2. Decide How to Protect Each Machine
A Windows server in one location may not need the same level of protection as a Windows server in another location. Therefore, after taking a machine inventory, categorize the machines according to the type of protection that each machine requires. Once you know what you have and what it does, then you can make decisions regarding how to protect each asset.
3. Take an Inventory of Personnel Including Which Machines They Can Access
Make a list of every person in the company and which machines they can access including workstations, notebooks and mobile devices. Then, ask yourself whether these people actually need every machine they have. In the previous step, you decided how to protect each machine according to its characteristics and functions. Now, make more decisions about protection by factoring in whether the receptionist or the CEO is using the machine.
4. Create an Initial VLAN to Isolate a Low-Maintenance Group
Instead of trying to tackle a company-wide segmentation, start by creating a virtual LAN (VLAN) for a low-maintenance group of workers. Good choices include the legal department, accounting and human resources. Start by monitoring the group and monitoring all traffic in and out of the servers so you can understand what the group accesses and how workflows actually happen. As you learn to understand your initial group, you can expand your segmentation efforts to other groups.
5. Create a Default Deny Ingress Rule for Each Group
Starting with your pilot group, develop a default deny ingress rule so that other users, machines and applications can’t interact with that segment of the network. Every time you implement a new default deny ingress rule, prepare for some problems. For instance, if the CEO can no longer access a desired financial report, prepare to apologize profusely and to quickly fix the problem.
6. Prepare for New Equipment Needs and Personnel Training
Old equipment may not be able to handle your segmentation.

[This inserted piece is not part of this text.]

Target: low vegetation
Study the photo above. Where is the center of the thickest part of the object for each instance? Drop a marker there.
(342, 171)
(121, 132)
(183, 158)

For example, you might have to purchase a new router if the old one can’t implement your new access control list. Also, you’ll have to train personnel to navigate through your segmented network. They should understand why they no longer have access to certain areas.
7. Refine Your Groups Over Time
No matter how much time you spend trying to understand business drivers and workflows, you’re going to make mistakes that people will find disruptive. Refine your group structure and protection strategies as you learn, and give yourself a generous timeline to implement a full network segmentation strategy.